Word from three West Virginia farm wineries tells us change is in the air. Two announced they are hanging up the grape presses, while a new farm cidery is opening its doors. The state license year for farm wineries began on July 1.
Roane Vineyards many years of goodness
Long-time Roane County winery, Roane Vineyards, did not renew its license and has called it quits. Owner Paul Taylor has retired and is spending most of his time on the Atlantic coast.
“This is a very sad time for me personally,” Taylor, 73, wrote recently in a farewell message. “It was almost 20 years ago, that I planted my first vines.”
Taylor wrote that he is getting too old for all the hard labor and heavy lifting required to operate a farm winery. He did a yeoman’s job for many years and made some very good wines.
Roane Vineyards produced mostly a mix of French-American hybrid varieties, but also had a nice touch with Concord and vinifera grapes. They were a staple at fairs and festivals around the region and paved the way for two more wineries that grew up in Roane County.
Proceeds from the sale of winery and farming equipment went toward the purchase of a sailboat, which Taylor will have fun sailing around coastal waters. We wish him the best.
Roosting no more: wine goes, lambs remain
Watts Roost Vineyard in Lewisburg is the second farm winery ending its run. Owners Frank and Barbara Tuckwiller are now selling off their equipment and their inventory of wines. They will close the doors by this fall.
The Tuckwillers are remaining at their farm where they will devote total attention to the lamb business. For the past several years they have been raising pure-bred Cotswold sheep and marketing lamb meat and lamb products.
The lamb business has been growing, while the vineyard operation has had its share of difficulties. Two hard winters in a row damaged or killed many of their vines, a situation that led to the decision to get out of the wine business.
Watts Roost ended its run with a medal-winning flurry by picking up two golds and a bronze at the West Virginia Wine Competition in June. Its Chambourcin 2012 and Calico White both won gold medals. The Greenbrier Red was awarded a bronze.

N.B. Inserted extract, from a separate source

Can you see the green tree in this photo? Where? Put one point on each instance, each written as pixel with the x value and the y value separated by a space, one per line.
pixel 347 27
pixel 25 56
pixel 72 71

Watts Roost produced several popular proprietary blends containing the French-American hybrid varieties it grew. It also did a good job with its red varietal wines.
is the new wine
Watts Roost may be closing, but it had a part in the opening of the state’s first cidery. Hawk Knob Cidery and Meadery leased space at the Watts Roost winery to start up its operation. The cidery will also utilize the winery tasting room for at least the next three years. Later, Hawk Knob may move to its own facility at a to-be-determined location.
The cidery is owned and operated by long-time friends Josh Bennett and Will Lewis. From years of making cider at home, they developed a passion for tradition and experimentation. Both men have horticulture degrees so we can expect big things from them in regards to fruit growing and selection. Bennett has his own apple orchard near Hillsboro, WV, but he will also sources fruit from other orchards in the region, such as Morgan Orchard, in nearby Monroe County, WV. So they can ramp up their mead production, the men are seeking additional local honey suppliers.
Hawk Knob will specialize in dry ciders and dry meads, made primarily from locally- and regionally-sourced apples and honey. Many of their products will be barrel aged. They will also have a wild fermented cider and a hopped cider. Expect inventive uses of other fruits added to some of the ciders and meads.
Their first product should be in the market by October 2105. Look for it to first appear at restaurants in the Greenbrier County area.
Farm wineries a tough business
The two winery closings goes to show that vineyard farming in West Virginia is a tough business that relatively few people are cut out for. It’s hard physical work and the weather is far less than ideal for grape growing. Producing quality wine grapes in the West Virginia mountain climate and soils is difficult at best.
Almost no owners of our small farm wineries depend solely on income from wine sales to make their livings. In order to make ends meet, most have to purchase a large percentage or their grapes/juice from growers outside the area.
Cideries, on the other hand, are much better suited to the mountain regions. Most good cider-apple varieties thrive in mountain climates. A mountain orchard tends to produce a nice tart, crisp apple.
Of course, apple trees, like all fruit trees, will have their ups and downs with production. They are susceptible to late frosts, but siting them on hilltops with good airflow helps reduce that risk. By using several orchards locations (different microclimates), cider apple producers better ensure a crop ample to meet their needs each year.